One example is the ministry of Roxana Perez of El Salvador. During the 2000 event, Perez heard minister Nola Warren say that God was prompting someone to publish a magazine similar to Spirit-Led Woman in Spanish. Perez said she understood God wanted her to do it, and within a year, she had launched a women’s magazine in her own country.


Florida pastor Shirley Arnold, a 10-time minister at the Charisma Women’s Conference, said testimonies such as Perez’s reflect the primary purpose of the event. “These 10 years have been about raising women to the place that God has called them,” she told Charisma.

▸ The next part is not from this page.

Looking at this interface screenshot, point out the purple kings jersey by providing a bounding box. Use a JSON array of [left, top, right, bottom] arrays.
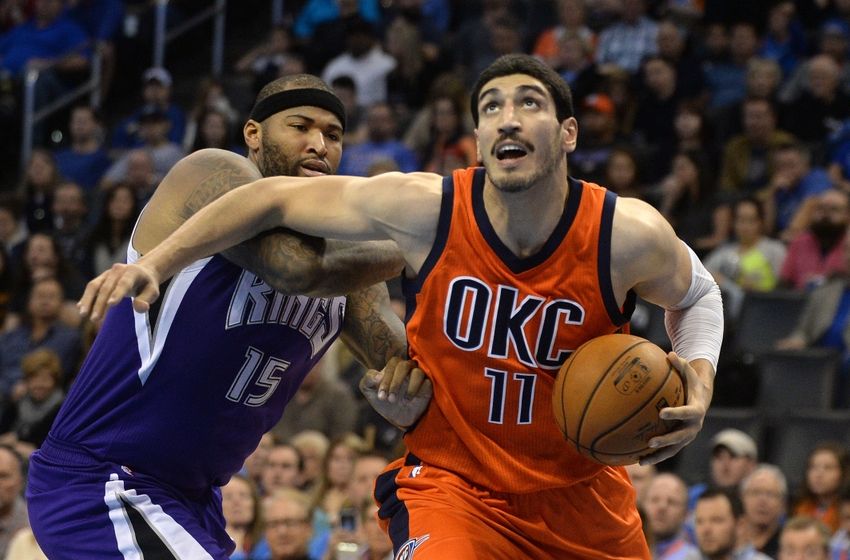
[[50, 243, 345, 492]]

Evangelist Joyce Rodgers, who spoke at the conference for three years, agrees. “I’ve seen the Charisma conference serve as a vehicle to empower women … to do what God has called them to do.”


More than one of the 2004 conference speakers confirmed Strang’s new focus by declaring that now is the season for women to move into their God-given purposes. In one session prophetic minister Chuck Pierce declared: “God is doing a new thing among women. … It is time for them to come out and find their place of influence.”


Charisma editor J. Lee Grady told the women God was commissioning them to take what they had received–salvation, empowering, healing, deliverance and refreshing–to those who don’t have it.


Strang said she will host a smaller women’s event sometime in 2005. Many Charisma Women’s Conference veterans have already told her they plan to attend. One of them, Doris Huff of Deltona, Fla., declared in a letter to Strang: “Wherever Charisma goes next, I will be there.”